Highlighting on sustainable development issues, Seetharaman said China emerged as the biggest emitter of carbon emissions, followed by the US, the EU, and India. He said global carbon dioxide emissions surged to record levels in 2017 after the landmark 2016 Paris climate agreement was signed. “Sustainable finance refers to any form of financial service integrating environmental and social factors into the business or investment decisions for the lasting benefit of both clients and society at large and contribute to green economies. The 17 Sustainable Development Goals not just cover climate change but extends to areas such as health, education, and infrastructure, among other,” Seetharaman said.
On developments in technology, Seetharaman said the Fourth Industrial Revolution combines advanced technologies in innovative ways, dramatically reshaping the way people live, work, and relate to one another. “Various industries are getting redefined, the health sector can be reimagined, the work space is undergoing changes, robotics and artificial intelligence are going to play important roles, and the customer will be more empowered in the digital environment. We are witnessing smart cities development across the globe. Investment in such cities looks at characteristics of cities, capital requirements for various initiatives, and the decision-making process.
“The structure of the payments and retail banking market is breaking up. An open banking model is emerging up. Open banking enables third parties to develop new products and services through use of APIs (application programming interface). Accelerating digital ecosystem development could lead to cashless economies. Block chain technologies are used in remittances, clearance and settlement systems, and trade finance,” he said.
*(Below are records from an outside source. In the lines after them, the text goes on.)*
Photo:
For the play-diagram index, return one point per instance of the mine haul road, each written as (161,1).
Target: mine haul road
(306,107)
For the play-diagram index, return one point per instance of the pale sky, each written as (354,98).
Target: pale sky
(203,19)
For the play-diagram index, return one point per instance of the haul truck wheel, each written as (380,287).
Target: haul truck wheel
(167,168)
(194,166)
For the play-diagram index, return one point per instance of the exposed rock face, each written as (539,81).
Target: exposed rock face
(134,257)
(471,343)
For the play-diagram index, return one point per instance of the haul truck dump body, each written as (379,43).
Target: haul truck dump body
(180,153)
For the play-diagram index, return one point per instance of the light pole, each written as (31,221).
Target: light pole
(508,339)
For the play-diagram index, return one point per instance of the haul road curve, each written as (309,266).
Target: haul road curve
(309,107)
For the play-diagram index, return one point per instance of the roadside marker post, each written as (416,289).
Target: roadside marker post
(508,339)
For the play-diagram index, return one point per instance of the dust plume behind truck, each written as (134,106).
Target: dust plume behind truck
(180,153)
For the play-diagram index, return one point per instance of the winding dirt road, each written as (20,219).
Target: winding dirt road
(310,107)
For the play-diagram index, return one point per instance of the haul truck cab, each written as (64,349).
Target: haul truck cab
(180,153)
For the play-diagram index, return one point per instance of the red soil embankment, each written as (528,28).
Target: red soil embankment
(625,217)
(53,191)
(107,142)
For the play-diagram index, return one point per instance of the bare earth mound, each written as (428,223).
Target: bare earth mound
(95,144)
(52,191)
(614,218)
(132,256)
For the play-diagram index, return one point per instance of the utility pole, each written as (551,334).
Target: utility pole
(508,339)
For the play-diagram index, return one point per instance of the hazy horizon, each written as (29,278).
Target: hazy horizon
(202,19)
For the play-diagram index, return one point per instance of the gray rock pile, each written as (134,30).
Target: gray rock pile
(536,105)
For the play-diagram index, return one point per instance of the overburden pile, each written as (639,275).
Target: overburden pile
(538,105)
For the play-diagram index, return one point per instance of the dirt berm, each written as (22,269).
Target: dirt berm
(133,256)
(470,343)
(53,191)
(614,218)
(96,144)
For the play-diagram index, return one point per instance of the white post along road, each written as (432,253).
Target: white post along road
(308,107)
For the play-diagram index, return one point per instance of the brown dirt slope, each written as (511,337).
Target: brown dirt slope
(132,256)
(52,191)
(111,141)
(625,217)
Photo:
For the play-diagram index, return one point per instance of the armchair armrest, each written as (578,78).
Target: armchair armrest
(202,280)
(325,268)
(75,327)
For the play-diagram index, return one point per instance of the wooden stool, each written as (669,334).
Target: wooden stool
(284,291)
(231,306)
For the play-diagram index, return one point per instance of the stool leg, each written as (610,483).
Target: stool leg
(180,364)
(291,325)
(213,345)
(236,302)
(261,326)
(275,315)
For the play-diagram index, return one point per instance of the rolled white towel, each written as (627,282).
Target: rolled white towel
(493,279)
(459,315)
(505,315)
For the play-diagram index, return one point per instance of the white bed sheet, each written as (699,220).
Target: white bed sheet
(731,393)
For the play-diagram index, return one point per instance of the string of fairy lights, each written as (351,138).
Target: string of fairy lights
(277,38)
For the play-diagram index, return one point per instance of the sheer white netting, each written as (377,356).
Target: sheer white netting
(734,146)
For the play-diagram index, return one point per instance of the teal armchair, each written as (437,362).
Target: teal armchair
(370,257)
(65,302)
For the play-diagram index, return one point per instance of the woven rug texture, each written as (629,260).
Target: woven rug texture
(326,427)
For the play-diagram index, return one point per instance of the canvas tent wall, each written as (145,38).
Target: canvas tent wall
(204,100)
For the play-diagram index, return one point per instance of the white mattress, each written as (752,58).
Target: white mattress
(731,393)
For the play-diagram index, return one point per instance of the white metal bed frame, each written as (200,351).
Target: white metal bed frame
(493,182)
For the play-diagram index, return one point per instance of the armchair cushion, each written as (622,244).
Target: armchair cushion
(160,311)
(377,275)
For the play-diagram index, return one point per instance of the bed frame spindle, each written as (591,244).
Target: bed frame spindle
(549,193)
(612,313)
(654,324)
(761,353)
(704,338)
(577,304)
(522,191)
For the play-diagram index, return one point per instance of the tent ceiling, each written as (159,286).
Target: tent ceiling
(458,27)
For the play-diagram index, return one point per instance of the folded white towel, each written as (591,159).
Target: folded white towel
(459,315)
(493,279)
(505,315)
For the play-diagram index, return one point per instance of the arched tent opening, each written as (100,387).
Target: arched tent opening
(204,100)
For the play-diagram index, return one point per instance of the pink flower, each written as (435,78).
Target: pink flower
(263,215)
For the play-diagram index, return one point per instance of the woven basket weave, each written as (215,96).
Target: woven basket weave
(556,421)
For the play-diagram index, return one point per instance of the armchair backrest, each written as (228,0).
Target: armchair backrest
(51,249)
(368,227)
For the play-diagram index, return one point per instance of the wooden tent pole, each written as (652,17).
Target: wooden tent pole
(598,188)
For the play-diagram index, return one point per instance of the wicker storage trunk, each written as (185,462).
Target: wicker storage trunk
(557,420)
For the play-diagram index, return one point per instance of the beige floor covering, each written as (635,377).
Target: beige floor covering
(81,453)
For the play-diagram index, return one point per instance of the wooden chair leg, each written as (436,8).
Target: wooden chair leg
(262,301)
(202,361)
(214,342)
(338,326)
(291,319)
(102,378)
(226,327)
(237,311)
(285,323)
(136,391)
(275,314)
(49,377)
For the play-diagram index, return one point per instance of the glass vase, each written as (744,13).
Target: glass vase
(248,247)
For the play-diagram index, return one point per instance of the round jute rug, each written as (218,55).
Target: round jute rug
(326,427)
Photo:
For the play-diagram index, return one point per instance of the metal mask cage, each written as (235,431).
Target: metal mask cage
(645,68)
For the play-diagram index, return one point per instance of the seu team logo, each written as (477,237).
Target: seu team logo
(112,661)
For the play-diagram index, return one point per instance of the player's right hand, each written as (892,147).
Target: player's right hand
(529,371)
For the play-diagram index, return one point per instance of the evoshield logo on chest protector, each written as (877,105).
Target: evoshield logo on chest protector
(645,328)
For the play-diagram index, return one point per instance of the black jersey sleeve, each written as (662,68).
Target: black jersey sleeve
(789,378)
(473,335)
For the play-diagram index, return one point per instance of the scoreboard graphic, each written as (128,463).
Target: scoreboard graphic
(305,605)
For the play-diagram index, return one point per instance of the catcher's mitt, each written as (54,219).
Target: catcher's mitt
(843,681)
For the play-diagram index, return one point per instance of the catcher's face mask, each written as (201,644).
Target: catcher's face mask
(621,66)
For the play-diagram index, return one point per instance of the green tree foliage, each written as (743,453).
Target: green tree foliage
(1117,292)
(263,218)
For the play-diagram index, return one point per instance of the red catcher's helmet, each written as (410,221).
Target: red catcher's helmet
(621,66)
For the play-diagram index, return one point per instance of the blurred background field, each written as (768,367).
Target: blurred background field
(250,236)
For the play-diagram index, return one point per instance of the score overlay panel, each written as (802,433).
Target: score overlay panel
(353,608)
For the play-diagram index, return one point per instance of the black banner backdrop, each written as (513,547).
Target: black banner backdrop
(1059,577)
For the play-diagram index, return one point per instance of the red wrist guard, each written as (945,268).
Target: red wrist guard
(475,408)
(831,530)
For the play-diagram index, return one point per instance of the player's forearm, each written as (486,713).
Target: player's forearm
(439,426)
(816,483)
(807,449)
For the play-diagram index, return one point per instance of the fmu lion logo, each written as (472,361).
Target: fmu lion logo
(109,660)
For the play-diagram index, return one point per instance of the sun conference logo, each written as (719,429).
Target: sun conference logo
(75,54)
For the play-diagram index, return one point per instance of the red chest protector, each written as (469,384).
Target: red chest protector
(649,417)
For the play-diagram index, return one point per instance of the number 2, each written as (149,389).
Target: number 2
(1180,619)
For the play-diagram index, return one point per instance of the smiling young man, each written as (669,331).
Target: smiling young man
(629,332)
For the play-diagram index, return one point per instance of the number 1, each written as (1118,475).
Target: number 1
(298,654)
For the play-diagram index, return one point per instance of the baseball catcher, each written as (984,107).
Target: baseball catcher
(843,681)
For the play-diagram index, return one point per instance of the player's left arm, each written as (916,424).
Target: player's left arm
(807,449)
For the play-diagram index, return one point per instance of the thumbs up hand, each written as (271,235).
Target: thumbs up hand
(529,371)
On global economies, Seetharaman said global growth is expected to be at 3.9% in 2018, while advanced economies are projected to grow at 2.5% this year, and growth in emerging markets and developing economies is expected to increase to 4.9% in the same period. “Global flows of foreign direct investment fell by 16% in 2017 to an estimated $1.52tn. The FDI in sectors that can contribute to the Sustainable Development Goals is still badly needed. Promoting FDI for sustainable development remains a challenge. Global levels of corporate and sovereign debt represented a risk,” said Seetharaman, who also participated in the EU Business School’s commencement ceremonies in Switzerland.